Upon returning from our holidays we discovered we were not the only ones that had chosen Paris. Or Milan. Or any European country with a direct flight from Crete. Whenever we discussed our experience we established that most of our friends, relatives, acquaintances, had either just returned from abroad or were just about to leave. On their first trip ever.
In discussing this new reality on an island with people accustomed to welcoming tourists rather than being travelers themselves, everyone concluded that, a) duties and commitments are never-ending, b) life is short, and c) if Covid hadn’t happened we would probably never have realized it. Sad but true.

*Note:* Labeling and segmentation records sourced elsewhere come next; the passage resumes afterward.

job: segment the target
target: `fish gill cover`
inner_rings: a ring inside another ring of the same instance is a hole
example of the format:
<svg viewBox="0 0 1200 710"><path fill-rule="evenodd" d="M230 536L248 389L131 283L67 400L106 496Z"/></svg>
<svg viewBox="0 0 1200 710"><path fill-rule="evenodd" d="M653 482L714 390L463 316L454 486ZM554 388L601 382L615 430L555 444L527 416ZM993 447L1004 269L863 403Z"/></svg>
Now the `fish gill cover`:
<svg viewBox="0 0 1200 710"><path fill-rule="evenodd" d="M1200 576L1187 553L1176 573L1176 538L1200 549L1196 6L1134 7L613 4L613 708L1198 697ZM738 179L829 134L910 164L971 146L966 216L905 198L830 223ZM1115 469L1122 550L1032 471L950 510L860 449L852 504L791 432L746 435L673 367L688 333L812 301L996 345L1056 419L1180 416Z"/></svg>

Bad news keeps making the headlines lately but something in the air has changed. The people seem more determined to stop the misery.
The Great Resignation
A first indication of change has been the great resignation. Many companies have seen their employees reluctant to get back to work after the pandemic. The tourism sector in Greece infamous for its seasonal work, long hours and low pay has been suffering heavily. Hotels are reopening but the employees are questioning everything: the bad working conditions, the insecurity, their life decisions. Somehow a sector which brings billions in revenue to its stakeholders fails to provide living wages to its workers. And yet, until recently this was considered normal.
US studies on the ‘great resignation’ attribute this phenomenon to “epiphanies” about “family time, remote work, commuting, passion projects, [and] life and death” and talk about “a complete reset” of life. When our computer jams we try to reset it. The same has arguably happened with people. Whether it concerns low-paid or high-paid jobs, employees are no longer inclined to see their life pass by them while they agonize about finishing one more project or serving one more drink. Life does not begin and end at work.
I have read so many articles about how not only is there time for everything one wants and has to do, but if you fail, it is totally your fault. It is suggested that it is in your power for instance to: a) start a family with a loving partner, b) become an excellent, caring, patient parent, b) gain a bachelor’s degree, and a master’s degree, and find the job of your dreams, d) get the promotion you deserve by working hard, e) be happy amidst all these, and still have time for yourself. You just need to organize things better. Be a step ahead of the rest. Yeah, right.
Every single thing from the list above needs time, which we, well, do not have. I admire the people who can juggle everything and still keep a smile on their face. I cannot. I cannot both cook the perfect home-made dinner after work, and have the patience to listen to how my daughter had a bad day in kindergarten, and soothe her. If I manage to actually pay attention to her, I will not have the time to take a bath. Or rush my other daughter to the ballet. Never mind time to practice mindfulness. Adulthood teaches you that time is finite.
What this troubling period has taught us perhaps is that in rushing all day, we forget to have a good time. And we do not have a good time when we are badly paid and struggling to make ends meet, or when we are working long hours just to earn more, manage more and succeed in more. We do not have a good time when we just go with the flow, and our only concern is to manage it just one more day.
What I see in the people resigning and traveling is a manifestation of change. I see hope that there is something else out there. And the belief that we can control our own lives. I see an opportunity to finally make this world a better place.
Irena Ioannou writes from Crete, Greece and her work has recently appeared in Crannóg and Betty Fedora. She is currently working on her first novel. She is a mother of five.